After completing the trick, Pappy would always give them their money back. My Dad always thought Pap’s magic was just a hobby because it didn’t make him much money and he had to sell insurance for 35 years to pay the bills. I always wondered why Pap didn’t keep the money as part of his magic business, but I was too young to think much of it.
It seemed to me like always winning the card trick was a good business model, and here, Billy found a way to utilize it to sell mops.
“But wait, there’s more”
Like my Pap, Billy had produced a skit that achieved the desired outcome 100% of the time – yet the audience had no idea what was happening to them. It was another form of magic, just a different application of its principles. Of course, at the age of 7, I had no idea what Billy was doing other than some form of magic. Curious as can be at that age, I had to know the trick and how he did it.
After finishing up one of his shows, I approached him, wide-eyed and in complete awe.
“Hi, I’m Russie and I want to learn to do what you do, but better.” I said with an odd level of confidence.
“Ok then kid, I am going to teach you a secret weapon and how to use it.” Billy said. “I want you to come stand right next to me at the next presentation.”
Billy then went on to explain that at a certain point throughout the pitch, I was going to see the eyes of the audience start to follow him in amazement, and that I would start to see – one-by-one – each of the onlookers begin to “lock on” to him. He explained that, once he had them all locked in – at that exact point – he was going to hit them with an offer that makes it nearly impossible to resist walking away without purchasing 2 of them.
20 minutes later at his next show, Billy made sure I was right next to him as he got on his microphone to start drawing a crowd. My head was about at his hip level as we stood facing the gathering crowd.

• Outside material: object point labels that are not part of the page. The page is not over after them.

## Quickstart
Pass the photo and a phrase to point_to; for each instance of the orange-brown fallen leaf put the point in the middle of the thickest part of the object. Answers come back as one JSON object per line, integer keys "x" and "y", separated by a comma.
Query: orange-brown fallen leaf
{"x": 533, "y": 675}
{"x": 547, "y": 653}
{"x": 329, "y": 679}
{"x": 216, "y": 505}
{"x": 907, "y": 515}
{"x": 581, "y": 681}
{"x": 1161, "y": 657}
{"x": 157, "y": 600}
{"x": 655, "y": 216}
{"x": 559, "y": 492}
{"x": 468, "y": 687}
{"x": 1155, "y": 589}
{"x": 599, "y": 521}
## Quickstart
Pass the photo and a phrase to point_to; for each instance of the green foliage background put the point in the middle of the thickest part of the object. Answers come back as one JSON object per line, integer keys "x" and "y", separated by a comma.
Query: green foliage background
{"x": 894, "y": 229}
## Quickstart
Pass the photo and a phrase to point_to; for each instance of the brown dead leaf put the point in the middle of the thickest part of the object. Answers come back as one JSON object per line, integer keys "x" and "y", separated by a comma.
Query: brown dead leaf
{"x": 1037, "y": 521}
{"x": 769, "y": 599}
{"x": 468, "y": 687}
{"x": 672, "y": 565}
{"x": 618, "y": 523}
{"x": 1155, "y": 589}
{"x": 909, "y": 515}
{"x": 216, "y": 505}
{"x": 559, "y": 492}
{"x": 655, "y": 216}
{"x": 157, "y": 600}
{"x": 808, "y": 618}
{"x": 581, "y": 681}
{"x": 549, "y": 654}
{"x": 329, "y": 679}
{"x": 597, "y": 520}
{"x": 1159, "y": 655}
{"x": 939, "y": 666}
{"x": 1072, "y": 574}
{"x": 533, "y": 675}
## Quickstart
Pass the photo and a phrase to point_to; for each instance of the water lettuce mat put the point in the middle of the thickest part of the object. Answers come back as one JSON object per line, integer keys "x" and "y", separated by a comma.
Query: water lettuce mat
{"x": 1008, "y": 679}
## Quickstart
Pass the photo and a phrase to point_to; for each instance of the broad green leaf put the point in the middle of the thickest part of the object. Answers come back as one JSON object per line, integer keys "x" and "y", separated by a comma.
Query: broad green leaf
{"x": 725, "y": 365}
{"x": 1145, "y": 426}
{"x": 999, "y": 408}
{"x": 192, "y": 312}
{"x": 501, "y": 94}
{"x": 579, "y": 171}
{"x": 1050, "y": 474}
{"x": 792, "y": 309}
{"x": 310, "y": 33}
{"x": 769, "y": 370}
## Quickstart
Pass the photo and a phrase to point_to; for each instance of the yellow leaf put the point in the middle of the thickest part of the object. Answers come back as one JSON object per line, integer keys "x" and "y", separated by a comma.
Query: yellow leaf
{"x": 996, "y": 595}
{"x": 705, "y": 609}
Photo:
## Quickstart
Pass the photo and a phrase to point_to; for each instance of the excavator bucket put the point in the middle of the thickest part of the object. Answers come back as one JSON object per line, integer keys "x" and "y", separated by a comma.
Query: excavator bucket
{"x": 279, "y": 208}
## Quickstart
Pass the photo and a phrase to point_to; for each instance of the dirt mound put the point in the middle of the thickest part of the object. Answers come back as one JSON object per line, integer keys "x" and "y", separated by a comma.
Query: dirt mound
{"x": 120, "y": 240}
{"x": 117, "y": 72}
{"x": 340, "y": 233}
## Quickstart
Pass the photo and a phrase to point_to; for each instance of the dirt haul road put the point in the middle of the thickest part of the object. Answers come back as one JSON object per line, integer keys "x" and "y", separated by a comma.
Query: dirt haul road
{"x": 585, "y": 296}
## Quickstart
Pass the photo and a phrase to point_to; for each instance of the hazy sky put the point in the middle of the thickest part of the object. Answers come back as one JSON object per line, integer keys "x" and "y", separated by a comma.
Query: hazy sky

Then the skit began. “Hey everybody! – I’m Billy Mays and I’m here to show you about the new and amazing….” As Billy ramped up his pitch, I stood there and watched as he meticulously and methodically grabbed each of the onlookers attention at a deep level. Just like Billy said, the moment he hooked them, I was able to see it in their eyes.
It was amazing.
Certain men in the crowd were amazed at the way it cleaned up motor oil. Women in the crowd were amazed at the ease in cleaning the mop after use. The children giggled and the adults panicked when he squeezed entire bottles of ketchup and mustard on the floor, only to quickly and easily soak it up with a mop – finally wringing it out in a bucket while pointing out to the crowd that it only took seconds to clean up 2 full bottles of condiments and clean the mop.
Then – right on cue – Billy hit them with the now infamous “But wait there’s more!” letting them know that if they act now, they would also get this special cleaning product, which he then immediately spent a few seconds demonstrating. Finally he told the excited and amazed crowd that unfortunately, due to high demand at a previous show, that there was a limit of 2 per customer.
At that exact moment, customers began fighting hand over fist to buy 2 of these mops. The best part of the whole thing, was that is was just a mop. Throughout his demonstration, be slowly took a simple kitchen mop and made it magical in the eyes of the audience. In 10 minutes, he had officially influenced the entire group at a whole new level – and I got to see if from the driver’s seat.
Dad and Pappy were like superheroes to me, right up there with Spiderman – but Spiderman was a comic book character, and comic books weren’t real. Billy Mays was the real deal and my new superhero.
Throughout life, when asked “What do you want to be when you grow up?,” I would reply, “Billy Mays!” and always get the response, “Who is Billy Mays?”
“The only salesman better than my Dad.”
As a frame of reference, that was in 1986. Billy Mays didn’t make it onto national infomercials until his big break fourteen years later with OxiClean in 2000.